BBH (BIG-Bench Hard)
23 challenging tasks from the BIG-Bench suite that human experts couldn't solve reliably. Tests unusual reasoning patterns, algorithmic thinking, and multi-step logical inference.
The Leaderboard
| Model | Provider | MMLU | HumanEval | MATH | GPQA | MT-Bench |
|---|---|---|---|---|---|---|
| GPT-5 | OpenAI | 92.1% | 95.3% | 91.4% | 75.8% | 9.4 |
| Gemini 2.5 Ultra | 91.8% | 88.5% | 92.1% | 76.2% | 9.3 | |
| Claude 4 Opus | Anthropic | 89.4% | 91.2% | 84.5% | 70.1% | 9.3 |
| o3 | OpenAI | 87.5% | 96.7% | 97.1% | 87.7% | — |
| Claude 3.5 Sonnet | Anthropic | 88.7% | 93.7% | 73.4% | 59.4% | 9.2 |
| GPT-4o | OpenAI | 87.2% | 90.2% | 76.6% | 53.6% | 9.0 |
| Gemini 2.0 Pro | 86.4% | 84.1% | 89.4% | 72.5% | 9.1 | |
| DeepSeek V3 | DeepSeek AI | 88.5% | 82.6% | 90.2% | 59.1% | 9.1 |
| Grok 3 | xAI | 85.0% | 81.4% | 79.5% | 52.4% | 8.9 |
| Qwen 2.5 72B | Alibaba | 86.1% | 86.6% | 83.1% | 49.2% | 8.9 |
| Llama 4 Maverick | Meta | 85.5% | 85.5% | 79.5% | 48.5% | 8.7 |
| Mistral Large 2 | Mistral AI | 84.0% | 83.5% | 71.2% | 41.2% | 8.6 |
| Gemini 2.0 Flash | 82.7% | 79.3% | 79.7% | 47.6% | 8.5 | |
| GPT-4o mini | OpenAI | 82.0% | 87.2% | 70.2% | 40.2% | 8.4 |
| Claude 3.5 Haiku | Anthropic | 79.8% | 84.4% | 60.9% | 38.1% | 8.3 |
| Llama 4 Scout | Meta | 79.4% | 79.8% | 72.3% | 40.1% | 8.2 |
| DeepSeek R1 | DeepSeek AI | 84.5% | 89.4% | 97.3% | 71.5% | — |
| Mistral Small | Mistral AI | 72.2% | 68.6% | 58.1% | 30.4% | 7.8 |
| Llama 3.3 70B | Meta | 80.0% | 77.5% | 67.2% | 39.8% | 8.0 |
| Gemini 2.0 Flash Lite | 77.1% | 71.2% | 68.4% | 36.5% | 7.8 |
Key Insights from the Leaderboard
Reasoning Models Are in a Different Category
o3 and DeepSeek R1 are reasoning models — they use extended chain-of-thought computation to solve problems. Their MATH scores (97.1% and 97.3%) are dramatically higher than standard models because they're purpose-built for this. The same applies to GPQA. For math and science, reasoning models aren't just better — they're in a different league.
The Open-Weight Frontier Has Arrived
DeepSeek V3's 88.5% MMLU score outperforms GPT-4o's 87.2%. Qwen 2.5 72B and Llama 4 Maverick are within 2–3 points of GPT-4o across most benchmarks. The capability gap between open and closed models at the frontier has effectively closed on standardized tests.
Benchmarks Don't Predict Everything
Claude 3.5 Sonnet scores lower than GPT-4o on MATH (73.4% vs 76.6%) but consistently outperforms GPT-4o on real-world writing, coding, and instruction-following tasks in our tests. Benchmark scores are correlated with capability but don't capture everything that matters for practical use.
Frequently Asked Questions
Which AI model scores highest on benchmarks?
GPT-5 and Gemini 2.5 Ultra lead on most general benchmarks. For math specifically, o3 and DeepSeek R1 are at the top with ~97% MATH scores. For coding, o3 and GPT-5 lead with 95–97% HumanEval.
Are benchmark scores reliable indicators of real-world performance?
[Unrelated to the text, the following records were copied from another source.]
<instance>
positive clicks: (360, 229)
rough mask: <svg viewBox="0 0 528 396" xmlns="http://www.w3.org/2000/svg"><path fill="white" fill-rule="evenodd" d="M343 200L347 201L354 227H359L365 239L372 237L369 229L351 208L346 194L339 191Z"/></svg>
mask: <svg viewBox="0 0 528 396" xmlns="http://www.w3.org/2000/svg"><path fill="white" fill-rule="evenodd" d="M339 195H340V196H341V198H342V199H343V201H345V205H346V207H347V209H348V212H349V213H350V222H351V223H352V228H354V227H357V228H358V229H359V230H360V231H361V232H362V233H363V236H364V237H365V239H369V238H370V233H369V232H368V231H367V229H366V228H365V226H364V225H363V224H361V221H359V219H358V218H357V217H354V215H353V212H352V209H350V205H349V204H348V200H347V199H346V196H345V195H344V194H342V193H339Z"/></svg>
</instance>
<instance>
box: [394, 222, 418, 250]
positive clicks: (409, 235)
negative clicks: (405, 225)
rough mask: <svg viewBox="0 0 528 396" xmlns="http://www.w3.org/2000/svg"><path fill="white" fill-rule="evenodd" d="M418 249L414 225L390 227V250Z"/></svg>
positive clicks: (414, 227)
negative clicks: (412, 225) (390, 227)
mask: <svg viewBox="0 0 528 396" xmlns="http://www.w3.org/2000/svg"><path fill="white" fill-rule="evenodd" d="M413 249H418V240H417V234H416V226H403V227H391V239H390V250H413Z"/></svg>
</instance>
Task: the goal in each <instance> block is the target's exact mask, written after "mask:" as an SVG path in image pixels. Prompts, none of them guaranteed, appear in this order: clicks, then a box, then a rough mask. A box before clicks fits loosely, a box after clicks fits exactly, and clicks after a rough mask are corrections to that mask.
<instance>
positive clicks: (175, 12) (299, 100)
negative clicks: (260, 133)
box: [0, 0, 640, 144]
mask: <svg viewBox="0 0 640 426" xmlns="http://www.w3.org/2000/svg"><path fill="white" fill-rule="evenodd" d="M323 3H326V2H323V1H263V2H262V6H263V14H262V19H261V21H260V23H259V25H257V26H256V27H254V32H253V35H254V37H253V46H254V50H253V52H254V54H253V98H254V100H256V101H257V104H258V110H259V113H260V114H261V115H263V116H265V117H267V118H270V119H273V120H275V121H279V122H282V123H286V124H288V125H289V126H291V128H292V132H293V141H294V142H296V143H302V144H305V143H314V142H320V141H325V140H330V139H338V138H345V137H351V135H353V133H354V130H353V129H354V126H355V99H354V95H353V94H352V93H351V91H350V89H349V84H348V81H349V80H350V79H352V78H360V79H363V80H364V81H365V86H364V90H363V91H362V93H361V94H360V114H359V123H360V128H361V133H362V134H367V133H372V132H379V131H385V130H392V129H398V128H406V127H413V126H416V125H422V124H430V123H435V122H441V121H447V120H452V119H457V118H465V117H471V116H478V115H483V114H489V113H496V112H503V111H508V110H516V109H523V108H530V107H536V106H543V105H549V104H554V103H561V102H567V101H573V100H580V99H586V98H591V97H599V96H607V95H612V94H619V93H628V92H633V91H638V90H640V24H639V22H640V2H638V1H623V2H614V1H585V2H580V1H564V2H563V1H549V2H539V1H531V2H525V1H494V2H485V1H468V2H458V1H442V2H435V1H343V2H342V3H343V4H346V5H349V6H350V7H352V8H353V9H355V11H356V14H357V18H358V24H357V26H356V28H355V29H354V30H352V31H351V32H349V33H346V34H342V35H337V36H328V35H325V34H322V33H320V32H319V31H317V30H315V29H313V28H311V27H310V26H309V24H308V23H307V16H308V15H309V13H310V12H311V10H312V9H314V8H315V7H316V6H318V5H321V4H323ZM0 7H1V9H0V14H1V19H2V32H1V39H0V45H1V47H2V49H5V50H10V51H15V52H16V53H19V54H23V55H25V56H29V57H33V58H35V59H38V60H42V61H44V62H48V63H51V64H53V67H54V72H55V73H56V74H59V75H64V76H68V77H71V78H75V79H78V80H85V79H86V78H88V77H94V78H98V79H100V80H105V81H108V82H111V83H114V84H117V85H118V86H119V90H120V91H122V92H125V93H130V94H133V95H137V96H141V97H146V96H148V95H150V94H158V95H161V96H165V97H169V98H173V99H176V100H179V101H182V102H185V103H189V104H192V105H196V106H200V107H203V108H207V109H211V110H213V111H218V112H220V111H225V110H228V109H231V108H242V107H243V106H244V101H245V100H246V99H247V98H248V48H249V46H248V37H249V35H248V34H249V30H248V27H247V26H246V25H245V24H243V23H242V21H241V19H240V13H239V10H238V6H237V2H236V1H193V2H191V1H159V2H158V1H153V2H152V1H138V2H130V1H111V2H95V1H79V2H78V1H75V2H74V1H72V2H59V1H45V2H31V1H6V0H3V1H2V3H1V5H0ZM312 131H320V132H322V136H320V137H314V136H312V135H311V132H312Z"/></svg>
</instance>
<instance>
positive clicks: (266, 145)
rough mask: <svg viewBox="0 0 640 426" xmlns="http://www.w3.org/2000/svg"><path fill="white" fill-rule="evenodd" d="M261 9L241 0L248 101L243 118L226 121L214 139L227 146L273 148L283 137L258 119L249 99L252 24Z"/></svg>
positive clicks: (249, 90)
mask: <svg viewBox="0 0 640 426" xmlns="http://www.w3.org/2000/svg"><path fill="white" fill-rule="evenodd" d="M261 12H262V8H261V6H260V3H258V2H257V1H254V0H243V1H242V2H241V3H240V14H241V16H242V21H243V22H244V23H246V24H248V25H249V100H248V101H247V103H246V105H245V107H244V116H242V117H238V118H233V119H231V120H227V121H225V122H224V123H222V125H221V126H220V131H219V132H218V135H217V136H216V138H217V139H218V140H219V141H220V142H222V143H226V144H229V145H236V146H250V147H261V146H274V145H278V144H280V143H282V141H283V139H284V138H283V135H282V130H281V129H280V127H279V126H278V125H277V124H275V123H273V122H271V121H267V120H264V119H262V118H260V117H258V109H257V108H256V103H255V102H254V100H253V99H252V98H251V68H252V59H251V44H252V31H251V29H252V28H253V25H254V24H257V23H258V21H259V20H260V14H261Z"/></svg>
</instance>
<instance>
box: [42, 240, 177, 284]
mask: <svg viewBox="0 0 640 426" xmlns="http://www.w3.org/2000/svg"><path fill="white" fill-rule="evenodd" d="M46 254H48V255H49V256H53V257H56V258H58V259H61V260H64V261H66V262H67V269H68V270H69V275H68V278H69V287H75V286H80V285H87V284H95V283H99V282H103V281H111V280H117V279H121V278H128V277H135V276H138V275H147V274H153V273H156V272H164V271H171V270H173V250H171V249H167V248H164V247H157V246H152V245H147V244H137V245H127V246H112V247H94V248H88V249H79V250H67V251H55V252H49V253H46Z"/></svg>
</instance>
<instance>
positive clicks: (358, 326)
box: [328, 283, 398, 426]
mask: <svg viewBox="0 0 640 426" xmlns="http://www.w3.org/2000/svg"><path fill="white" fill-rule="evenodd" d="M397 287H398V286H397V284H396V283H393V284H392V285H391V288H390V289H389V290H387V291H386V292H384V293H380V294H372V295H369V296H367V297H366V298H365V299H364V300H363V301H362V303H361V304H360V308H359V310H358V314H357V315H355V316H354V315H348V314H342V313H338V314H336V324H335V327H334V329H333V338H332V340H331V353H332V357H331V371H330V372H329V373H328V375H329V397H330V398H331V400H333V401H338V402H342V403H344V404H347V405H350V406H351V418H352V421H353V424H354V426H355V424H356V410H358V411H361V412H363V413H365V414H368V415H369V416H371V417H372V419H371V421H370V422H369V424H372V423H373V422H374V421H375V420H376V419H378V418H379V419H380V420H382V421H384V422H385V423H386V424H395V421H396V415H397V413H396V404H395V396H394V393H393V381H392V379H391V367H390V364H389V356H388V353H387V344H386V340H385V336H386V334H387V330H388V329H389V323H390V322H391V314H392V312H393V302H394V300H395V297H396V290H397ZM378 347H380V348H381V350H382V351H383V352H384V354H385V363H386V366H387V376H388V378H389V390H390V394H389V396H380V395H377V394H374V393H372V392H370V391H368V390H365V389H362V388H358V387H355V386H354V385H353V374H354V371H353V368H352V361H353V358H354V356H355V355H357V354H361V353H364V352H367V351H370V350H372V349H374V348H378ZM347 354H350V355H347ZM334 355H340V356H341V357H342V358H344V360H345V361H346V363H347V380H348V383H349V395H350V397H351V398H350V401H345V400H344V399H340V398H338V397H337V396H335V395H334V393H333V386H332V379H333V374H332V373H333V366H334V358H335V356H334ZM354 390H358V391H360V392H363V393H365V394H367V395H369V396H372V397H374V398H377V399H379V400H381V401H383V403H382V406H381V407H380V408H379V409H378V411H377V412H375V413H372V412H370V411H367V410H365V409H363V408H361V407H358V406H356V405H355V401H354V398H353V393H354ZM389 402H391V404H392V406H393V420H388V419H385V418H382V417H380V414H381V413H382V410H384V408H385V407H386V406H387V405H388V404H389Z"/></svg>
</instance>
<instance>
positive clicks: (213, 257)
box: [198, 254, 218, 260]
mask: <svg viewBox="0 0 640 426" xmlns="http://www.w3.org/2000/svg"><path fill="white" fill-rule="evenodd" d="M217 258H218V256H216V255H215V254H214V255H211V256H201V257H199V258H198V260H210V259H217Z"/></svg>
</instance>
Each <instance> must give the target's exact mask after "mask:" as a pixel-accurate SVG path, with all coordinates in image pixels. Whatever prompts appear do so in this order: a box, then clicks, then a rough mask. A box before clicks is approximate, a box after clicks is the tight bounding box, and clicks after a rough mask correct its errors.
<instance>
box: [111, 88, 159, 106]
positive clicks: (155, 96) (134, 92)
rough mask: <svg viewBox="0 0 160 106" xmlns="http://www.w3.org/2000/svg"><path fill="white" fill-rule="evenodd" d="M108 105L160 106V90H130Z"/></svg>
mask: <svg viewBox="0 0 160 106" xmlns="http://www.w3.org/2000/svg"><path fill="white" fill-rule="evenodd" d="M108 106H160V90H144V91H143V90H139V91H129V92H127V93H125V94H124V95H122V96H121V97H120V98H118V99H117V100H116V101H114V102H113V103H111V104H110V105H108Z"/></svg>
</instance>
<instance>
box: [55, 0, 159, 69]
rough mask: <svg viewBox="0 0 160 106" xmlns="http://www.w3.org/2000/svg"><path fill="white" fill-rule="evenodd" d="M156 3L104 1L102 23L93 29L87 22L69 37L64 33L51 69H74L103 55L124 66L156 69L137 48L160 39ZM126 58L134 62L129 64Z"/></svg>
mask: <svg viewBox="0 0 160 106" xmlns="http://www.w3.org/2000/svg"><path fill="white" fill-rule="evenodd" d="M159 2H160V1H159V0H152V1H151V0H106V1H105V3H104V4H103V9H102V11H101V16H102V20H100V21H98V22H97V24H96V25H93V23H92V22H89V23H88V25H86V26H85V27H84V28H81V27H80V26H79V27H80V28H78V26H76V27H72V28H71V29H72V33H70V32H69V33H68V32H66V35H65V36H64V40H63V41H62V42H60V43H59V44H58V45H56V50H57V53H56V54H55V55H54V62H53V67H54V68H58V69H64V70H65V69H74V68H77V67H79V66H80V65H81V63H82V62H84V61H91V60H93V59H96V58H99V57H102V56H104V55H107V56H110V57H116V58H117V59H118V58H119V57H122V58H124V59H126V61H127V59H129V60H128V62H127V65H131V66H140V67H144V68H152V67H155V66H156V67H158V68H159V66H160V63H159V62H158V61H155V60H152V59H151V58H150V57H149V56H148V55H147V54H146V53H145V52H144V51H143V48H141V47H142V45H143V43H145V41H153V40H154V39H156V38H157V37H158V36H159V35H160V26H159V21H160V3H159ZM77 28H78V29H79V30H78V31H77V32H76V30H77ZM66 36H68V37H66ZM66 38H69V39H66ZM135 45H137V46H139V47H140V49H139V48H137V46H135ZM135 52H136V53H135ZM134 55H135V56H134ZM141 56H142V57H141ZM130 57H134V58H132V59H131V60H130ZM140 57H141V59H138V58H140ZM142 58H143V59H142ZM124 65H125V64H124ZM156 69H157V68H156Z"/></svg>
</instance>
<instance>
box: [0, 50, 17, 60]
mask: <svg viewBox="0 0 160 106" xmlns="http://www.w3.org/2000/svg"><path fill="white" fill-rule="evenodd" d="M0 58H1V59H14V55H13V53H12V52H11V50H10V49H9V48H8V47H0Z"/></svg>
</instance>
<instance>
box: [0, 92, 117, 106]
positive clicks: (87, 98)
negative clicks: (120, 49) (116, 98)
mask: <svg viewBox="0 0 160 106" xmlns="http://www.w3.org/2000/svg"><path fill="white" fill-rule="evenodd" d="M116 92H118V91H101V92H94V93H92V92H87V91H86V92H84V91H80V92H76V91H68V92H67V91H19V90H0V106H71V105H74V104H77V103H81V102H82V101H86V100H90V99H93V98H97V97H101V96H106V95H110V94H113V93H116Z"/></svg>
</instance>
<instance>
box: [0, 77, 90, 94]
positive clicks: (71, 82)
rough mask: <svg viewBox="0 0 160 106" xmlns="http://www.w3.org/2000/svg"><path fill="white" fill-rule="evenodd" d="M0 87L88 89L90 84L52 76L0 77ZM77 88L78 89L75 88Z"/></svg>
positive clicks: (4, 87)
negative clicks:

They're useful signals but not perfect predictors. Benchmark contamination (training data overlap with test sets) inflates some scores. Real-world performance depends heavily on task type, prompt quality, and what specifically you're measuring. Always test models on your actual use case.
How often is this leaderboard updated?
We update this article within two weeks of any major model release. Check the "Last Updated" date at the top for the current version.
What benchmark best predicts coding ability?
HumanEval is the most commonly used coding benchmark, but MBPP (Mostly Basic Python Programming) is more representative of practical code tasks. For real code quality assessment, neither benchmark substitutes for testing on your actual codebase.